Cool, didn't know of it.

In a nutshell, assuming I understood it correctly: to find the storage location of a file, instead of doing the intuitive pattern of hash(filename)%num_servers (which would change completely every time the list of servers changes) you do something just a tiny bit more complicated:

    sort([hash(filename+serverID) for serverID in serverList])[0]

If you add a server to the list, it may become the new highest priority location for a given filename and it would have to move, but that's only the case for about 1 in length(serverList) files and makes the load balance equally across all servers again. And if the first entry (sortedList[0]) becomes unavailable, you fail over to the second one at [1] etc.

jongjong 23 minutes ago

I remember reading about Rendezvous Hashing years ago and found it simple, efficient and elegant.
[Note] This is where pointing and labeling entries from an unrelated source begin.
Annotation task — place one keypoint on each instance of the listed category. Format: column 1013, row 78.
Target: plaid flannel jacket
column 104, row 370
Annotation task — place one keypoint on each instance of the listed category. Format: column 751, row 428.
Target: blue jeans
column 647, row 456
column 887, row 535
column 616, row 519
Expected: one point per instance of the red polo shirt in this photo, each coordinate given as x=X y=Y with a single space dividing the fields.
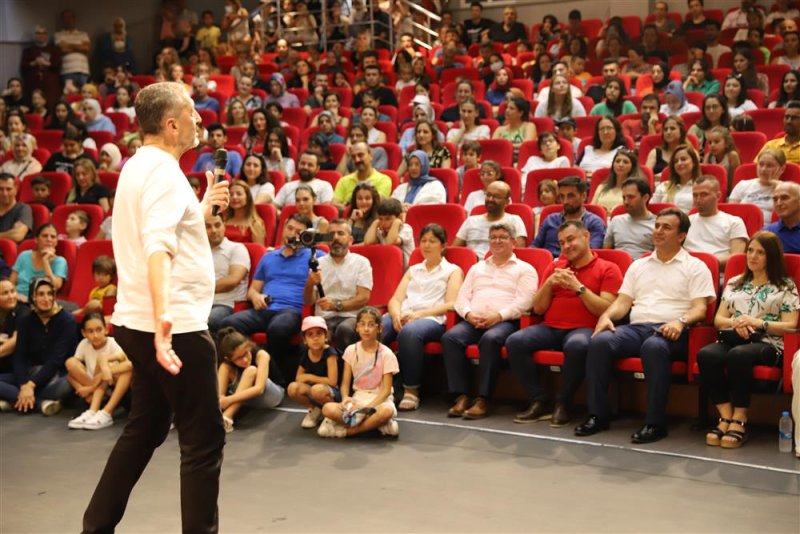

I was shocked that everyone was raving about consistent hashing because it is a more complex solution.

I implemented a Node.js library to go with my WebSocket library:

https://www.npmjs.com/package/skeleton-rendezvous

Another interesting point is that both Consistent Hashing and Rendezvous Hashing can be extended in different ways to provide more even distribution between nodes and to reduce the number of keys which need to be moved when adding and removing nodes.

The extended version of consistent hashing involves creating additional virtual buckets/sites around the ring to give each site more coverage.

The extended version of Rendezvous Hashing involves creating a kind of hierarchy to allow you to add more sites whilst only incurring a O(log n) performance penalty.

I found the extension of the Rendezvous approach more elegant and easier to implement as well.

For my solution, I wrote tests to show that it achieves O(log n) performance with respect to the number of sites and the allocation difference between the smallest and largest site was typically less than 15%... With 100 sites and 40000 keys, the difference between the smallest and biggest site was 30% but that's because we're talking about 400 keys per site on average... It's not so much about the large number of sites as it is about the average number of keys per site. As you add more keys per site, distribution becomes more even.

This last fact was highly relevant to my use case since each of my WebSocket servers (sites) could handle 10k to 20k concurrent connections... So distribution is highly even.

It got me wondering if maybe the reason why consistent hashing was so popular is because it provides more even distribution in scenarios where you have a relatively small average number of keys per site... In the old days, most servers (e.g. PHP, CGI) struggled to handle 1000 concurrent connections. But with the advent of Node.js, Golang, etc... some servers could support many tens of thousands of thousands of concurrent connections... So maybe the balance shifted but the habits did not?